Pour nul autre les Face-à-Face contre Manon Massé ne seront aussi déterminants. Le Parti québécois n’a plus le luxe d’ignorer Québec solidaire. La formation de gauche menace ses châteaux forts de l’île de Montréal. Surtout, en grugeant ses appuis, QS risque de lui faire perdre des comtés ailleurs en région.

Jean-François Lisée doit donc profiter du débat pour ébranler la crédibilité du programme solidaire afin de coaliser le vote souverainiste. Sinon, ses appels aux électeurs de la CAQ qui rêvent de changement pourront difficilement être crédibles.

Voilà pour la défensive sur le flanc gauche. Le chef du PQ doit surtout intensifier son offensive contre François Legault. Au «plan brouillon» des libéraux, le PQ martèlera le manque de crédibilité du chef caquiste. À ce chapitre, ils sont des alliés.

Jean-François Lisée a beau reprocher à Philippe Couillard son déficit d’empathie, dans le feu du débat, il doit réussir à faire oublier le stratège dont se méfient les électeurs, et mettre de l’avant le chef passionné qu’ont pu côtoyer les militants du PQ depuis le début de la campagne.

La marche est haute, car pour espérer faire des gains Jean-François Lisée doit faire oublier qu’il est bon troisième.

Manon Massé: Passer le test de la réalité

Dans le contexte d’un Face-à-Face, Manon Massé n’a plus le luxe de demeurer en marge du «combat de coqs» et glisser ses propositions sans interruption pour combler son déficit de temps d’antenne.

Cette fois-ci, Manon Massé devra débattre, affronter ses adversaires, défendre son programme.

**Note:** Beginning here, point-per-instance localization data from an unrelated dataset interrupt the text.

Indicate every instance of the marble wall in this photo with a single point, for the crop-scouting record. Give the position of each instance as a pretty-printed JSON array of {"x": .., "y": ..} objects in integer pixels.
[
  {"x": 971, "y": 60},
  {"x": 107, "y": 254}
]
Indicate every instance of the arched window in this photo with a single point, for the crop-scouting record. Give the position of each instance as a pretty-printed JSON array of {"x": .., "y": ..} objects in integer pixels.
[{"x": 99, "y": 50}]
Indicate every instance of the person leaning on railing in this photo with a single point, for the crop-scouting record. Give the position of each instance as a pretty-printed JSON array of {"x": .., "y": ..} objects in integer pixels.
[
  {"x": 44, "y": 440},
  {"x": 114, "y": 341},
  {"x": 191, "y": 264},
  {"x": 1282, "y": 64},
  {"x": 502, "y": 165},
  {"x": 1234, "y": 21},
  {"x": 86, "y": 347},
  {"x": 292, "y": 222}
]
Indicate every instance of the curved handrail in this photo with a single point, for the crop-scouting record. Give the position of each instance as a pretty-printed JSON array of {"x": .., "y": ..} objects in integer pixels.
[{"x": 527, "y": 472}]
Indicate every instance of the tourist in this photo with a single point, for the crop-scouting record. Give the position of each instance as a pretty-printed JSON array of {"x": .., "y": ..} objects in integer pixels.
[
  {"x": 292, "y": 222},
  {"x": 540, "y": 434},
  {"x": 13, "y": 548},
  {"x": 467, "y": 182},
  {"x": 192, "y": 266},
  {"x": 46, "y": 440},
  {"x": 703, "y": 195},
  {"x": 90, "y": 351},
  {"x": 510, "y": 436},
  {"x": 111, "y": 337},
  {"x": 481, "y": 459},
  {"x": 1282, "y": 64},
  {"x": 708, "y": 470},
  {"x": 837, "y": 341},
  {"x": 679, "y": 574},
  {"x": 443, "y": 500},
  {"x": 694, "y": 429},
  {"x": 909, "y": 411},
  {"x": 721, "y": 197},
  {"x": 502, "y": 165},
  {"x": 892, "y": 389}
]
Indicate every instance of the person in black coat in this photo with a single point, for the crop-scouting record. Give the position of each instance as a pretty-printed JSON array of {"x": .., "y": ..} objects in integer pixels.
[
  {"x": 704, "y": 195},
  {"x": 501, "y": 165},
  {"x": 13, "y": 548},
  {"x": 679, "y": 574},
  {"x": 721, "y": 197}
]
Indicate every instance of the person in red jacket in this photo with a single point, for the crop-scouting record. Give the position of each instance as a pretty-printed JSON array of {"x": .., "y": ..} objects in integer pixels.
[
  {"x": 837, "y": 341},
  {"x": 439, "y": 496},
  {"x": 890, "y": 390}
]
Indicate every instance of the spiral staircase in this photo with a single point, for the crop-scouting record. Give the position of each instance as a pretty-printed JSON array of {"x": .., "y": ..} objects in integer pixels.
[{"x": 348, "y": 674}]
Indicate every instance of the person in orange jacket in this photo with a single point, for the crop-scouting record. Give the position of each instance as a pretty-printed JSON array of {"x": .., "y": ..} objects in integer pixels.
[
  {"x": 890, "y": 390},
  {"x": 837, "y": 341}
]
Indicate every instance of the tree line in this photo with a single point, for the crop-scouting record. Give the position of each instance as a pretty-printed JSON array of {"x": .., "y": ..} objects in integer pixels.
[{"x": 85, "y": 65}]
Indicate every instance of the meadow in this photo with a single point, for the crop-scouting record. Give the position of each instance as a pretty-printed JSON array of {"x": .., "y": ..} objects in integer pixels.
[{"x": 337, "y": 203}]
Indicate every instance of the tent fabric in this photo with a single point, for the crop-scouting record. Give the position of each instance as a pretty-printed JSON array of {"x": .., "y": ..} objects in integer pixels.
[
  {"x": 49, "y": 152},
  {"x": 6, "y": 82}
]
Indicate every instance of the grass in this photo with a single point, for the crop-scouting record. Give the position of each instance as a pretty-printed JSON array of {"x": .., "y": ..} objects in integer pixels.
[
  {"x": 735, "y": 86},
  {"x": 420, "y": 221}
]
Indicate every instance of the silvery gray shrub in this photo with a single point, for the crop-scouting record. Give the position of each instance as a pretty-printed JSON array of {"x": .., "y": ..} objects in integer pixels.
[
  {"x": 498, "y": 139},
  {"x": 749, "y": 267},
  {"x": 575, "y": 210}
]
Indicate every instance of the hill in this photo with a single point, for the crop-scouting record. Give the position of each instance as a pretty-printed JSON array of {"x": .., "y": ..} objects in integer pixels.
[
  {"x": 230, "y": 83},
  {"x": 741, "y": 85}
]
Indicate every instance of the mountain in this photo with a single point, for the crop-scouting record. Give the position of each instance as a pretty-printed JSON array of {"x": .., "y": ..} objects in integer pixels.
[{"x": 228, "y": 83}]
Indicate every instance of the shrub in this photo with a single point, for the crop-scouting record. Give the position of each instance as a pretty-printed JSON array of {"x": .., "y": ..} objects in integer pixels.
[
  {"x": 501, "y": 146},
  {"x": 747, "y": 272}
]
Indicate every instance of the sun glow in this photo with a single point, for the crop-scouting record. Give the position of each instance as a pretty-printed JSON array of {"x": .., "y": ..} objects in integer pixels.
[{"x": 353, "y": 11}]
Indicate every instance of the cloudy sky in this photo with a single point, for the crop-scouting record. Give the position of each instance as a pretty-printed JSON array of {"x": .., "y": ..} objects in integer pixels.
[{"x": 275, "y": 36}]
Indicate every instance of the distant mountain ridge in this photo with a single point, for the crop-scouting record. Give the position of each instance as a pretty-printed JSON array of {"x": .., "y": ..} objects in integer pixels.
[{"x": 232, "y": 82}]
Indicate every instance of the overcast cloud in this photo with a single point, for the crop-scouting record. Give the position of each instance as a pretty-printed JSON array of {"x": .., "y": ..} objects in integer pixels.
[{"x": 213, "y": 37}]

Québec solidaire doit passer le test de la réalité face à des adversaires qui ne manqueront pas de rappeler que l’argent ne pousse pas dans les arbres, et qu’il est plus facile de promettre la gratuité que de générer 12,9 milliards de nouveaux revenus dans les coffres de l’État sans mettre en péril le reste de l’économie.

Manon Massé doit réussir à gagner son duel face à Jean-François Lisée. Attendez-vous à ce qu’elle martèle que le Parti québécois s’est inspiré de plusieurs propositions solidaires (CPE, voitures électriques, plafond sur le salaire des hauts dirigeants d’entreprises qui bénéficient de fonds publics). Or, pour des raisons budgétaires évidentes, la version du PQ est plus modeste. Le message QS sera de dépeindre PQ comme un parti en manque d’idées nouvelles, de convaincre les électeurs de prendre le risque de voter pour le «vrai changement», plutôt que la version «light» qu’offre le PQ.